What I’m Baking: This Best Vegan Pumpkin Bread for Halloween at the office. It’s a new recipe for me, and baking as I type, so look for my judgment on Twitter/X.
What I’m Listening To: Whatever Keeps You Going by Donovan Woods featuring J.P. Robarts P.S. Music Project on repeat. It’s keeping my struggle bus’s wheels rolling.
What I’m Reading: Pageboy by Elliot Page
One of my favorite activities as a local government communicator is going behind the scenes, and creating something interesting and exciting for our community.
I mean, my favorite childhood video clip is when Mr. Rogers visited the crayon factory. I remember a similar clip from Sesame Street. Learning about how something is created or accomplished has always fascinated me.
I feel the same awe and respect when I film a crew replacing a fire hydrant or watch Signs and Signals staff create a new street sign, ride along in an airport snow blower, or listen to our City Clerk explain all the laws, rules, and dates around elections without scanning notes or a website.
Many local government staff balk when I inevitably gush over their skill and talent, but learning is exciting! What you do for our community is important and impressive! And I want to show other people! We can laser-focus so hard on our own jobs, that perhaps it doesn’t seem as heart-pounding as when we started.
I’m glad I’m here, in a position to bring to light the great work in every one of our city departments, and other community projects we work on in collaboration. I want to share some of my favorite BTS projects over the years, in hopes of inspiring you to show your communities how it’s done.
Total bridge replacement
From July 7 to Sept. 30 this year, a bridge completely closed on one of our major north-south roads. A state project, our Michigan Department of Transportation set up the cameras and supplied us with requested photos and time lapse videos at regular intervals during the closure (part of a major state project on a section of I-94 through Battle Creek).
We didn’t create the images, but we did share them on our social media channels, as part of our goal of providing as much information as possible about the major project in our community. They were popular reels with the community on our Facebook page and Instagram feed.
Remember when I talked about the importance of collaboration? This is a great example of doing that to provide meaningful information to your community.

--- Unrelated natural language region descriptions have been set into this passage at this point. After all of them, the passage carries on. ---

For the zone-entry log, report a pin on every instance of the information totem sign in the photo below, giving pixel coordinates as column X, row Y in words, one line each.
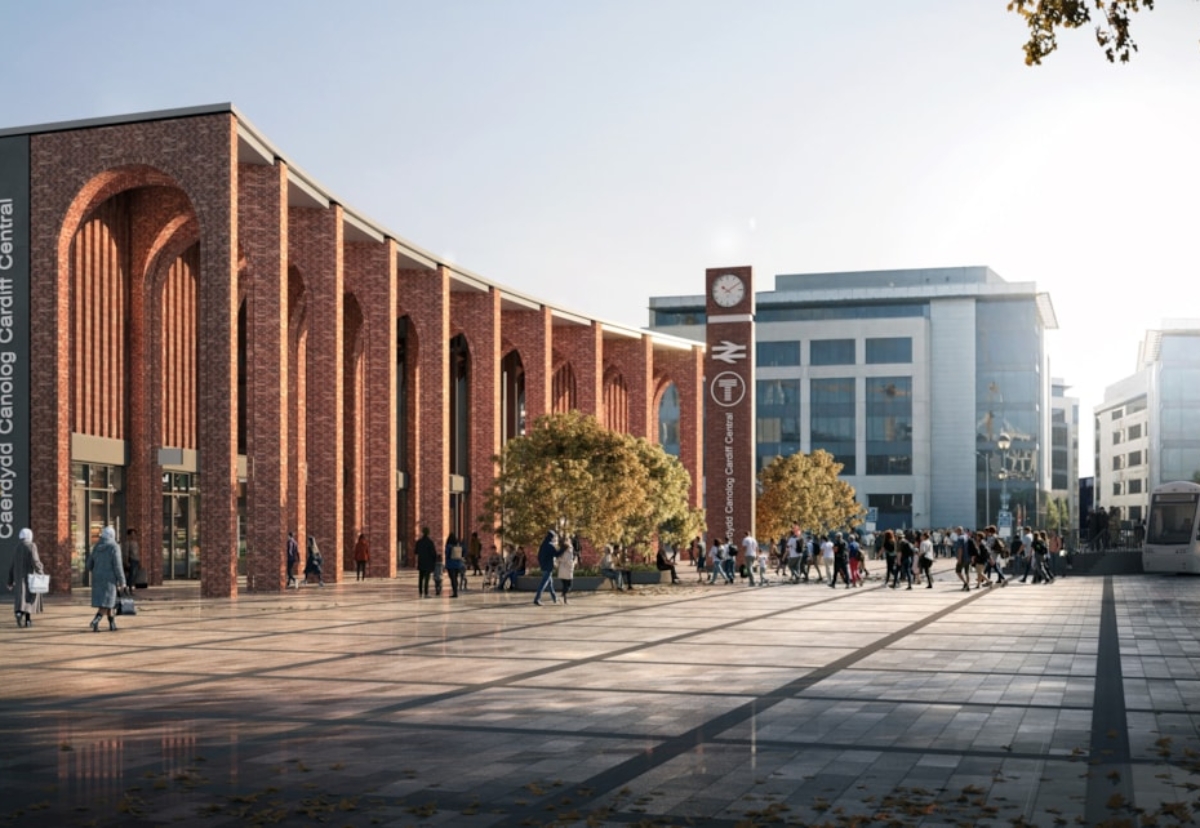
column 730, row 483
column 15, row 327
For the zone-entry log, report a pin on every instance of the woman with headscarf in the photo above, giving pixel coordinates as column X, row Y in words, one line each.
column 24, row 562
column 107, row 577
column 361, row 556
column 313, row 562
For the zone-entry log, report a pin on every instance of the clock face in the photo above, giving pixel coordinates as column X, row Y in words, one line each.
column 727, row 291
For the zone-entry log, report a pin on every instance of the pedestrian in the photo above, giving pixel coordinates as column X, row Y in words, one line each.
column 293, row 559
column 131, row 556
column 24, row 563
column 889, row 557
column 961, row 547
column 455, row 564
column 313, row 563
column 361, row 556
column 661, row 562
column 515, row 568
column 927, row 559
column 107, row 577
column 546, row 556
column 426, row 561
column 904, row 567
column 827, row 556
column 474, row 553
column 978, row 549
column 609, row 568
column 567, row 568
column 857, row 565
column 840, row 562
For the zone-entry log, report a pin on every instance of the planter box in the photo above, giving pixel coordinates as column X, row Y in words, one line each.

The Heritage Tower ➡ The Milton economic development
Probably the biggest project in the city during my tenure has been the rehabilitation – starting in 2018 – of the vintage-1931 Heritage Tower, now known as The Milton. It was a bank building, weddings were held there, and then it sat vacant for about 10 years. Today, it has 85 apartment units and 32,000 square feet of commercial space.
And I got to tour it during construction, once that was safe to do. I recorded some Instagram stories, and have a YouTube playlist of about nine months of the process. I posted the videos on Facebook, and they were quite popular. It helped our community also feel invested in this immense, $32 million project. I have snapped more than one #CityHallSelfie with and from the building. It is a point of pride in our community, as the tallest building in our skyline, shining bright once again.
C&C Landfill tour
Our city staffs an incredible environmental services team, and they are also curious and interested in how things work. As such, in 2021 we took a tour of our local landfill, in nearby Marshall, where our solid waste vendor takes our trash, and where neighbors across the county can recycle.
I really enjoyed riding in a truck along the garbage cells … is a sentence you might not expect to read. But this is ELGL, and it is a true statement. We got some positive engagement from Instagram stories during our tour, which is great to see, and our staff had a great experience seeing and learning.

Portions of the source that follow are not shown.